Encore frileux, l’auteur Georges Pinsot cite dans L’Ère nouvelle les mots d'une autre, Renée Dunan, pour faire état de son enthousiasme envers ces jeunes gens révoltés, ces « mabouls ».
« Madame Renée Dunan, que je voudrais bien connaître, affirme que Dada est tout le mystère humain. Être dadaïste, c'est se classer soi-même dans le désordre du présent.
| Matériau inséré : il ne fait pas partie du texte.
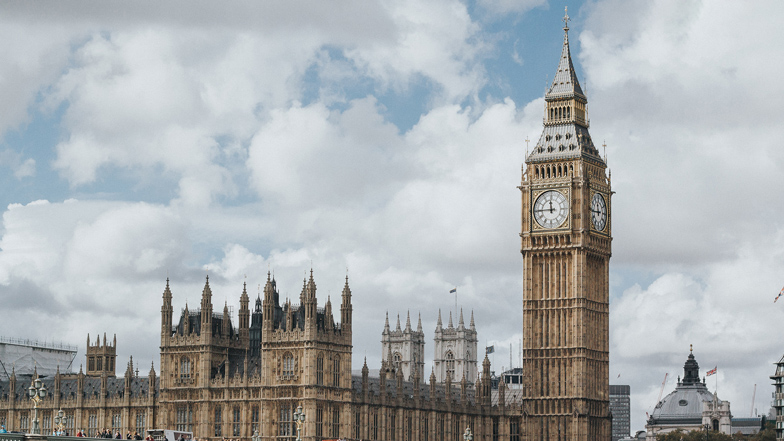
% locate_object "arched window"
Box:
[282,352,294,380]
[180,357,191,379]
[316,354,324,386]
[446,351,455,380]
[332,355,340,387]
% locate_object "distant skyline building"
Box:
[610,384,631,441]
[645,350,734,441]
[770,356,784,441]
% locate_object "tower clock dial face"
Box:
[534,190,569,228]
[591,193,607,231]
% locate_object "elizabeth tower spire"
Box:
[519,7,612,441]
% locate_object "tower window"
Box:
[332,355,340,387]
[316,354,324,386]
[282,352,294,380]
[446,351,455,380]
[180,357,191,379]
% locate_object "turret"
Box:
[147,361,156,400]
[362,357,370,401]
[221,301,231,338]
[430,368,436,402]
[261,271,278,332]
[237,282,250,340]
[160,277,173,340]
[324,296,335,331]
[182,302,191,335]
[201,276,212,328]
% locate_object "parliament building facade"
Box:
[0,13,612,441]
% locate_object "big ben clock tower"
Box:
[519,7,612,441]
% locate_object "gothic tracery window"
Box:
[332,355,340,387]
[282,352,294,380]
[180,357,191,379]
[316,354,324,385]
[446,351,455,380]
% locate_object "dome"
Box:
[651,352,714,424]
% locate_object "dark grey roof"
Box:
[526,119,604,164]
[351,375,476,403]
[546,27,585,99]
[0,375,159,400]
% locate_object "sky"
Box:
[0,0,784,432]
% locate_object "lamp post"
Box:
[54,409,65,435]
[294,406,305,441]
[27,376,46,435]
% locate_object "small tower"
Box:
[85,333,117,377]
[381,312,425,380]
[433,310,478,385]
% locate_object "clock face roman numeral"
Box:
[533,190,569,228]
[591,193,607,231]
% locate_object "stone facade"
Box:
[381,314,425,381]
[519,6,612,440]
[0,12,612,441]
[433,309,477,385]
[0,272,522,441]
[645,351,735,441]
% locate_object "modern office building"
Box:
[610,384,631,441]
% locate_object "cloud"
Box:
[0,149,35,180]
[478,0,547,16]
[579,1,784,428]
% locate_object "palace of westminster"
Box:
[0,12,612,441]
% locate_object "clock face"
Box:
[591,193,607,231]
[534,190,569,228]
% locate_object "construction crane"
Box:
[656,372,670,405]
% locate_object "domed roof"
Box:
[651,352,714,423]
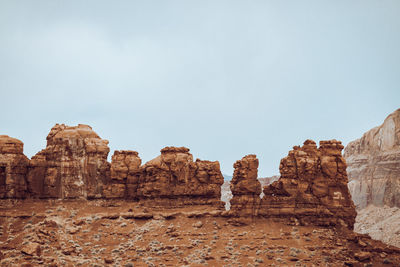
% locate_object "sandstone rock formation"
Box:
[136,147,224,207]
[230,140,356,229]
[0,135,29,198]
[260,140,357,229]
[354,205,400,248]
[27,124,110,199]
[103,150,142,198]
[230,155,261,216]
[344,109,400,208]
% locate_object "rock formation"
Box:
[344,109,400,208]
[136,147,224,206]
[103,150,142,198]
[230,155,261,216]
[27,124,110,199]
[0,135,29,198]
[230,140,356,229]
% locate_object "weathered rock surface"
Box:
[0,135,29,198]
[136,147,224,206]
[221,175,279,210]
[103,150,142,198]
[260,140,357,229]
[27,124,110,198]
[230,155,261,216]
[354,205,400,247]
[344,109,400,208]
[230,140,356,229]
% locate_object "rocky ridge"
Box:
[0,124,223,208]
[0,125,400,266]
[344,109,400,209]
[229,140,356,229]
[0,135,29,198]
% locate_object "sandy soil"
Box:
[0,200,400,267]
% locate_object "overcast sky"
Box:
[0,0,400,177]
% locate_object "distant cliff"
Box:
[344,109,400,208]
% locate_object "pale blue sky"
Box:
[0,0,400,176]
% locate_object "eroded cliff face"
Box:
[230,140,356,229]
[103,150,142,198]
[230,155,261,216]
[27,124,110,199]
[136,147,224,207]
[344,109,400,209]
[0,135,29,198]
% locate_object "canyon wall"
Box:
[27,124,110,199]
[344,109,400,209]
[0,135,29,198]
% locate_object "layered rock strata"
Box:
[344,109,400,209]
[230,140,356,229]
[230,155,261,216]
[27,124,110,199]
[103,150,142,198]
[0,135,29,198]
[136,147,224,207]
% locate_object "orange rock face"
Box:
[0,135,29,198]
[137,147,224,206]
[231,140,356,229]
[344,109,400,209]
[230,155,261,216]
[260,140,357,229]
[27,124,109,199]
[103,150,142,198]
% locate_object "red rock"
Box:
[27,124,109,198]
[344,109,400,209]
[103,150,142,198]
[259,140,356,229]
[229,140,356,229]
[0,135,29,198]
[230,155,261,216]
[137,147,224,207]
[21,242,41,256]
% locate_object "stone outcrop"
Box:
[137,147,224,207]
[230,155,261,216]
[27,124,110,199]
[230,140,356,229]
[103,150,142,198]
[0,135,29,198]
[344,109,400,208]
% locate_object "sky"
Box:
[0,0,400,177]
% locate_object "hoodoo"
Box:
[344,109,400,209]
[230,140,356,229]
[27,124,110,199]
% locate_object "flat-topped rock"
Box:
[27,124,110,198]
[0,135,29,198]
[344,109,400,209]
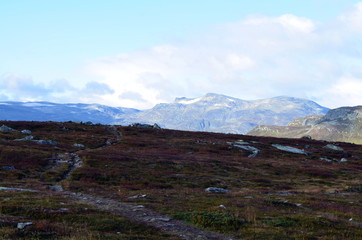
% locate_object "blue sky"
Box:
[0,0,362,108]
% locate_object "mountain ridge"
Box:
[0,93,328,133]
[247,106,362,144]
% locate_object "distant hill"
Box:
[0,93,328,133]
[117,93,328,133]
[248,106,362,144]
[0,102,139,124]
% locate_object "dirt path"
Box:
[53,190,233,240]
[43,126,232,240]
[39,126,362,240]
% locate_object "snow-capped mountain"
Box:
[116,93,328,133]
[0,102,139,124]
[0,93,328,133]
[248,106,362,144]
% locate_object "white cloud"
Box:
[340,2,362,31]
[0,2,362,108]
[0,74,113,103]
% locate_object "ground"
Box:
[0,122,362,239]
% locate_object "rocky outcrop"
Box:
[247,106,362,144]
[272,144,309,155]
[114,93,328,134]
[0,125,15,132]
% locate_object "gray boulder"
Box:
[14,135,34,141]
[17,222,33,230]
[34,140,58,145]
[73,143,85,147]
[0,125,16,132]
[272,144,309,155]
[205,187,230,193]
[324,144,344,152]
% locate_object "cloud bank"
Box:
[0,2,362,108]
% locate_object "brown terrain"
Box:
[0,121,362,239]
[247,106,362,144]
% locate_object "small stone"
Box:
[1,166,15,171]
[14,135,34,141]
[0,125,15,132]
[134,205,145,208]
[73,143,84,147]
[205,187,230,193]
[272,144,309,155]
[324,144,344,152]
[128,194,147,199]
[319,157,332,162]
[17,222,33,230]
[34,140,58,145]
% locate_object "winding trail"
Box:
[44,126,233,240]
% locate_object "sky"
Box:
[0,0,362,109]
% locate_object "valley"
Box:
[0,121,362,239]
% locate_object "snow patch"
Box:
[22,102,54,107]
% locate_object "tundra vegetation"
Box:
[0,121,362,240]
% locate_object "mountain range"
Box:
[117,93,328,134]
[0,93,328,134]
[248,106,362,144]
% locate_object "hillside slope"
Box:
[247,106,362,144]
[0,102,138,124]
[115,93,328,133]
[0,122,362,240]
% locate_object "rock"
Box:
[21,129,31,134]
[150,218,171,222]
[130,123,161,129]
[0,125,16,132]
[205,187,230,193]
[272,144,309,155]
[33,140,58,145]
[228,140,260,158]
[128,194,147,199]
[1,166,15,171]
[235,140,250,145]
[14,135,34,141]
[320,157,333,162]
[324,144,344,152]
[73,143,85,147]
[17,222,33,230]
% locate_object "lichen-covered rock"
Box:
[205,187,230,193]
[34,140,58,145]
[324,144,344,152]
[15,135,34,141]
[272,144,309,155]
[0,125,16,132]
[17,222,33,230]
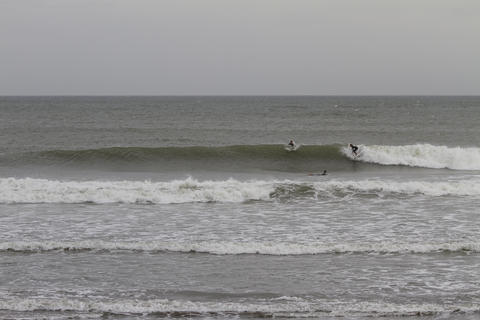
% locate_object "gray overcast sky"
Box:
[0,0,480,95]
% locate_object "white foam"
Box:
[0,178,274,204]
[343,144,480,170]
[313,180,480,196]
[0,178,480,204]
[0,240,480,255]
[0,298,480,317]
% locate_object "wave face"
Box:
[343,144,480,170]
[0,240,480,256]
[0,178,480,204]
[0,144,480,172]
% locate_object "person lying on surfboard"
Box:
[348,143,358,156]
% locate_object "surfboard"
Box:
[285,144,300,151]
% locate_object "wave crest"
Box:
[0,297,480,318]
[343,144,480,170]
[0,240,480,255]
[0,178,480,204]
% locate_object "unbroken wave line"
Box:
[0,240,480,255]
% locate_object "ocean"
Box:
[0,96,480,319]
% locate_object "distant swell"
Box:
[0,240,480,255]
[0,178,480,204]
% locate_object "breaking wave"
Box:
[0,297,480,318]
[0,240,480,255]
[0,144,480,172]
[343,144,480,170]
[0,178,480,204]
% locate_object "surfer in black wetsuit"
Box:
[348,143,358,156]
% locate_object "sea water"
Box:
[0,97,480,319]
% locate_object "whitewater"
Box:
[0,96,480,320]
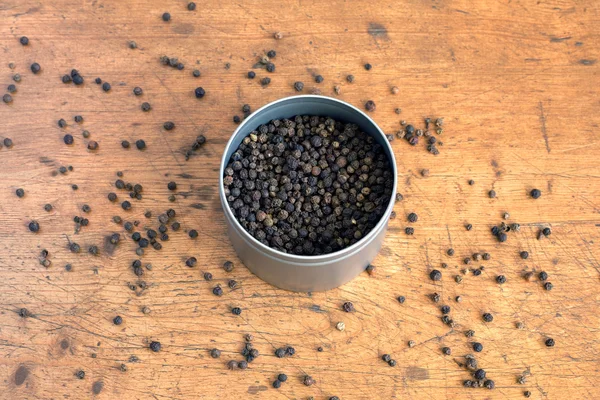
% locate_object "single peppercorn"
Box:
[483,379,496,390]
[429,269,442,281]
[194,87,206,99]
[31,63,42,74]
[365,100,377,112]
[473,369,486,380]
[150,341,162,353]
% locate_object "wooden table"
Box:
[0,0,600,400]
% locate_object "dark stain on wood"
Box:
[308,304,327,313]
[92,381,104,394]
[15,365,29,386]
[406,367,429,381]
[171,24,195,35]
[248,385,267,394]
[367,22,390,40]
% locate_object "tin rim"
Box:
[219,94,398,263]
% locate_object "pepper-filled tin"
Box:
[219,95,398,292]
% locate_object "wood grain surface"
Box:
[0,0,600,400]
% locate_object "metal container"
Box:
[219,95,398,292]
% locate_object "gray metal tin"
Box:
[219,95,398,292]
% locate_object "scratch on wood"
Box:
[539,101,550,153]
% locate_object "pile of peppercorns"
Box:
[223,116,394,255]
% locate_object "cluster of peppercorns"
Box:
[275,346,296,358]
[223,116,393,255]
[396,118,444,155]
[160,55,185,71]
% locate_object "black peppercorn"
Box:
[473,369,485,380]
[185,257,197,268]
[194,87,206,99]
[408,213,419,223]
[150,341,162,353]
[31,63,42,74]
[483,379,496,390]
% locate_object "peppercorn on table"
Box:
[0,0,600,400]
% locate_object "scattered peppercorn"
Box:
[429,269,442,281]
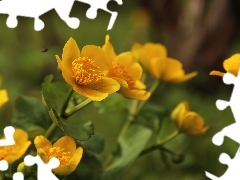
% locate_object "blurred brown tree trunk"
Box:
[138,0,240,71]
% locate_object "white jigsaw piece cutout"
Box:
[0,126,15,171]
[24,155,60,180]
[205,70,240,180]
[0,0,123,31]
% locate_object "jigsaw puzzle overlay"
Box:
[0,126,60,180]
[0,0,123,31]
[205,70,240,180]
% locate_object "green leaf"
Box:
[58,118,94,141]
[42,75,71,114]
[94,93,129,113]
[81,135,104,155]
[42,75,94,141]
[135,110,160,131]
[11,96,51,131]
[102,124,152,180]
[76,153,103,180]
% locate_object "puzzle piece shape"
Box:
[205,148,240,180]
[0,0,80,31]
[24,155,60,180]
[0,0,123,31]
[0,126,15,146]
[12,172,24,180]
[0,160,8,171]
[76,0,123,30]
[212,71,240,146]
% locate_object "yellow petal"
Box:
[13,128,28,147]
[210,71,224,76]
[0,89,8,107]
[134,80,146,89]
[132,42,167,70]
[116,52,142,80]
[86,77,120,93]
[118,87,151,100]
[53,136,76,156]
[69,147,83,164]
[81,45,110,71]
[102,35,116,60]
[181,112,207,135]
[37,148,49,163]
[171,71,198,83]
[52,164,77,176]
[62,38,80,70]
[223,54,240,76]
[162,58,197,83]
[149,57,168,79]
[171,101,189,129]
[34,135,52,152]
[73,84,109,101]
[55,55,76,86]
[4,141,31,164]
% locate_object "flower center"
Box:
[48,147,70,166]
[108,62,135,89]
[0,144,19,160]
[72,57,103,85]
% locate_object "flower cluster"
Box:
[0,35,209,179]
[56,36,150,101]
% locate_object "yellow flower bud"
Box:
[17,162,32,175]
[171,102,208,135]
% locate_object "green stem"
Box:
[64,99,92,117]
[61,89,74,115]
[44,89,73,138]
[104,80,160,167]
[0,171,5,180]
[44,122,57,138]
[139,131,180,156]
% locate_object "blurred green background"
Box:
[0,0,240,180]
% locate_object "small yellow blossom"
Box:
[131,43,197,83]
[0,128,31,164]
[210,54,240,76]
[56,38,120,101]
[0,77,8,107]
[102,35,150,100]
[34,136,83,176]
[171,102,208,135]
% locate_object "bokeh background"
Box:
[0,0,240,180]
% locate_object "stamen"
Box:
[108,62,135,89]
[48,147,70,165]
[0,144,19,160]
[72,57,103,85]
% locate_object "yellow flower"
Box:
[34,136,83,175]
[210,54,240,76]
[132,43,197,83]
[0,128,31,164]
[0,77,8,107]
[171,102,208,135]
[102,35,150,100]
[56,38,120,101]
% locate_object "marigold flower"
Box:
[131,43,197,83]
[0,128,31,164]
[56,38,120,101]
[34,136,83,175]
[102,35,150,100]
[171,102,208,135]
[0,77,8,107]
[210,54,240,76]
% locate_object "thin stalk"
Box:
[139,131,180,156]
[44,122,57,138]
[60,89,74,115]
[64,99,92,117]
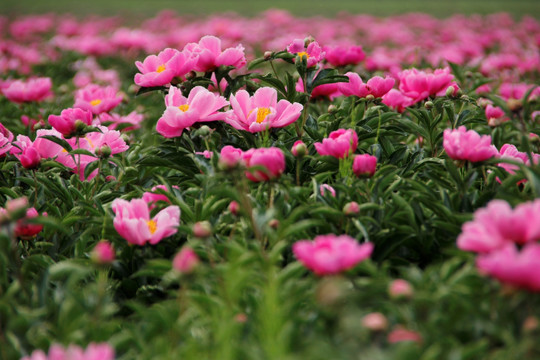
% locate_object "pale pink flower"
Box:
[242,147,285,182]
[287,39,325,68]
[135,48,197,87]
[292,234,373,275]
[353,154,377,177]
[184,35,247,72]
[73,84,122,114]
[2,78,53,103]
[49,108,93,137]
[476,243,540,292]
[112,199,180,246]
[156,86,229,138]
[314,129,358,159]
[225,87,303,133]
[443,126,498,162]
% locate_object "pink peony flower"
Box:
[112,199,180,246]
[2,78,53,103]
[49,108,93,137]
[73,84,122,114]
[476,243,540,292]
[353,154,377,177]
[242,147,285,182]
[292,234,373,275]
[135,48,197,87]
[225,87,303,133]
[443,126,498,162]
[173,246,200,274]
[339,72,396,98]
[314,129,358,159]
[287,39,325,68]
[398,68,454,103]
[184,36,247,72]
[156,86,229,138]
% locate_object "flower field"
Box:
[0,10,540,360]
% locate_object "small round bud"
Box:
[192,221,212,239]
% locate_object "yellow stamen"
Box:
[256,108,270,124]
[146,220,157,235]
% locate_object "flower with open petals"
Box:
[225,87,303,133]
[156,86,229,138]
[293,234,373,275]
[112,199,180,245]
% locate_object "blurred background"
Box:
[0,0,540,19]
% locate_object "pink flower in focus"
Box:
[287,39,325,68]
[73,84,122,115]
[443,126,498,162]
[135,48,197,87]
[314,129,358,159]
[242,147,285,182]
[225,87,303,133]
[2,78,53,103]
[476,243,540,292]
[173,246,200,274]
[49,108,93,137]
[112,199,180,246]
[156,86,229,138]
[353,154,377,177]
[292,234,373,276]
[184,35,247,72]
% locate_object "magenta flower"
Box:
[73,84,122,114]
[2,78,53,103]
[353,154,377,177]
[287,39,325,68]
[339,72,396,98]
[184,35,247,72]
[135,48,197,87]
[443,126,498,162]
[225,87,303,133]
[156,86,229,138]
[314,129,358,159]
[112,199,180,246]
[476,243,540,292]
[292,234,373,276]
[242,147,285,182]
[49,108,93,137]
[398,68,454,103]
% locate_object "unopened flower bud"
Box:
[343,201,360,216]
[193,221,212,239]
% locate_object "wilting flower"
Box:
[314,129,358,159]
[242,147,285,182]
[287,39,325,67]
[225,87,303,133]
[443,126,498,162]
[156,86,229,138]
[135,48,197,87]
[353,154,377,177]
[293,234,373,275]
[2,78,52,103]
[112,199,180,245]
[339,72,396,98]
[184,35,247,72]
[73,84,122,114]
[49,108,93,137]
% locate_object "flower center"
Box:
[256,108,270,124]
[146,220,157,235]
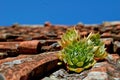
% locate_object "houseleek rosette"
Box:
[58,28,107,73]
[59,39,96,73]
[58,28,80,48]
[87,33,108,60]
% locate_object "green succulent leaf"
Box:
[58,28,107,73]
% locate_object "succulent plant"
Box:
[58,28,80,48]
[58,28,107,73]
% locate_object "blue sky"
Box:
[0,0,120,25]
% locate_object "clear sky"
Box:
[0,0,120,25]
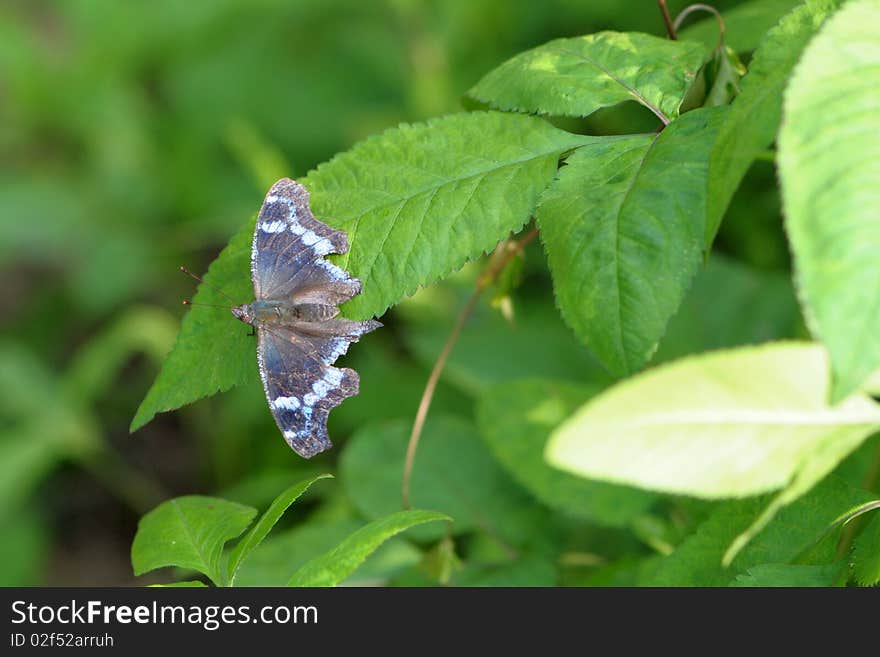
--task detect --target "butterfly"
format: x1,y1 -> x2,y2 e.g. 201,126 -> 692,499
232,178 -> 382,458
Dédaigner Dada, c'est dédaigner l'ordre futur. »
Et la susnommée Renée Dunan de poursuivre :
« Il ne s'agit que de voir ici un phénomène global qui comprend des délirants et des inspirés, des gens de génie et des mabouls, mais conglomérés de telle façon qu'il est plus compréhensif de leur supposer à tous du génie que de les mépriser. »
Résumant à la fois la volonté affichée des Dadas et la circonspection des commentateurs de leur temps, Georges Le Cardonnel livre une belle intuition dans le supplément littéraire du Figaro :
« La tendance que nous avons de médire, sans cesse, de notre temps, nous empêche de nous rendre compte que nous sommes à un admirable moment. Cependant, quand on nous parle du jeune mouvement littéraire, il n'est jamais question que des dadas pour les morigéner ou se moquer d'eux.
Que ces jeunes hommes soient des satiristes d'un genre particulier qui entendent démontrer par l'absurde les erreurs de leurs aînés, ou qu'ils se montrent d'une inquiétante sincérité, ils représentent l'écume laissée par la grande vague romantique qui a abordé au rivage. Personne ne peut savoir ce qui, en fin de compte, naîtra de cette écume.
Peut-être une beauté nouvelle, mais alors ils ne seront plus dadas. »
L'analyse pressent le déploiement des artistes après leur mue. Une fois la tempête passée et les idoles si ce n'est détruites, au moins abîmées, les Dadas continuèrent de fait leur petit bonhomme de chemin dans le monde des arts – et de la politique. Et les ont marqués à jamais.